Social Media can also be emotionally exhausting on anyone, yet even more draining for those with a chronic condition. It’s tiring for those that are researching facts and cures and deciphering between lies, truths and half truths. Social Media can trigger many emotions when reading others comments and situations, and can cause a lot of confusion and frustration. Conversely though, social media sites and communities like ours can often provide a safe social haven where you can get the social exchange you might occasionally want, without having to leave your home or expend a lot of energy!
“For me, it’s been easier to not go out and talk to people. Fatigue, cognitive problems and the fact that I really don’t enjoy social events that I would have had fun at before…”
“Been easier to hang out with my dog since she doesn’t ask questions.”
“I love my friends and family, but fatigue says I love my bed a tad more. And with Netflix, popcorn, and wine, I can’t say it’s not time well spent…”
At times, going out socially can cause apprehension and overwhelming feelings, as some attempt to go out for a fun social evening, yet try so hard to avoid negative conversations and situations. It really can set you back and take a toll. Sometimes you may just want a rest from all the exhaustion that these situations bring. Especially if you feel like just getting through each day is a chore!
It is completely understandable if you just want or need to to stay in and stay to yourself to avoid the grueling challenges out there. You know the balance you need, and what your body can and can’t handle. It’s completely okay to say that a hermit’s life is the life for you when you need to!
Thank you for this article. This is so true…I cancel so many appointments, services, dates, parties, etc. in lieu of enjoying a day of relaxation and a day of enjoyment. All this in the name of MS.
I’m glad to know hermitting is normal. I go through sensory overload as well. There is a constant woshing in my ears; like I’m in the car with a window patrially open on the freeway. It can be unsettling at best. My sensitivity to cold can be acute. I know exactly when the Sun has gone down. My body feels it quickly. The fatigue is the worst. I push through it.
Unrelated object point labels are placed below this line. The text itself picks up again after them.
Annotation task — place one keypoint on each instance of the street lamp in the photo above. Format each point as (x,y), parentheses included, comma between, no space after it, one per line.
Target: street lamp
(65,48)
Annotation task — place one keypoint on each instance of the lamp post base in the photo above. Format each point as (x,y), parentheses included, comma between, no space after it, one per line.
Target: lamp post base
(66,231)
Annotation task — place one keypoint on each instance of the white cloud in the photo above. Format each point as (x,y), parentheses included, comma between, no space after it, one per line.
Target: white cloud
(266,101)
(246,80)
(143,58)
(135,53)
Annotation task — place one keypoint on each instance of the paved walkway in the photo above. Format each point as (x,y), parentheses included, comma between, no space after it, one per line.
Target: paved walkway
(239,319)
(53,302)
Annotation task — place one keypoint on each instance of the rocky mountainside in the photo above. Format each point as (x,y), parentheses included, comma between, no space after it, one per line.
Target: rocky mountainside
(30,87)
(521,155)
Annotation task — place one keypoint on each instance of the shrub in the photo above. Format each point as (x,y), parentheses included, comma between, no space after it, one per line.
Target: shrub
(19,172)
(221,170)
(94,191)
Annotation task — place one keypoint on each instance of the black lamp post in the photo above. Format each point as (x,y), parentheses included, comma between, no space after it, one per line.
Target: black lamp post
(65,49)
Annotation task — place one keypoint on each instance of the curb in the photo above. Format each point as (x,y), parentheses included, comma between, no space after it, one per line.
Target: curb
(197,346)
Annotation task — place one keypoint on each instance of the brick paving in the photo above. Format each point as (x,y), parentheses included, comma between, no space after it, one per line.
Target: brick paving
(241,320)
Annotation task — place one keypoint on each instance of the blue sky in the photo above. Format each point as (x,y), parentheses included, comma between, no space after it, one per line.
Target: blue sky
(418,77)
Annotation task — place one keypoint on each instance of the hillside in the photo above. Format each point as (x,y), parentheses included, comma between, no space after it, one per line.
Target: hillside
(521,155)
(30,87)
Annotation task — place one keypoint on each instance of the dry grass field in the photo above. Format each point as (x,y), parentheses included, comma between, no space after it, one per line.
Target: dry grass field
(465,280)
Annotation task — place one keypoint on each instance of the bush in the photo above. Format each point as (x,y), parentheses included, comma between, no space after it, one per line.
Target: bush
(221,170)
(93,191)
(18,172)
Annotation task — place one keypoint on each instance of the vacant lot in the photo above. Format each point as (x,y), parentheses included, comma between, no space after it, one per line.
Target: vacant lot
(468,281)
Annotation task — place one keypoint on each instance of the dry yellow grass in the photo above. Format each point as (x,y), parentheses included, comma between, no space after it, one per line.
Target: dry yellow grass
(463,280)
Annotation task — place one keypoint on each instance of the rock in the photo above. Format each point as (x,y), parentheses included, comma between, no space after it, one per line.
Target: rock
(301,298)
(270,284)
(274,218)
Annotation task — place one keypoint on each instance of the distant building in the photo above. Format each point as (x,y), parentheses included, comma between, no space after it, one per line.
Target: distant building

It just feels like your wading in molasses. I manager yhe best I can. I don’t let others dictate what should be doing. I chose to smoke marijuana because it’s natural. So are the material I use to smoke it in. I’ve not had a shot in years and I no longer need to take 18 pills a day. I’m down to 2-3. I took and mri this year and my lesions have healed. There are no new ones. I still take Tazanidine for spasms during bad weather. I’m ok.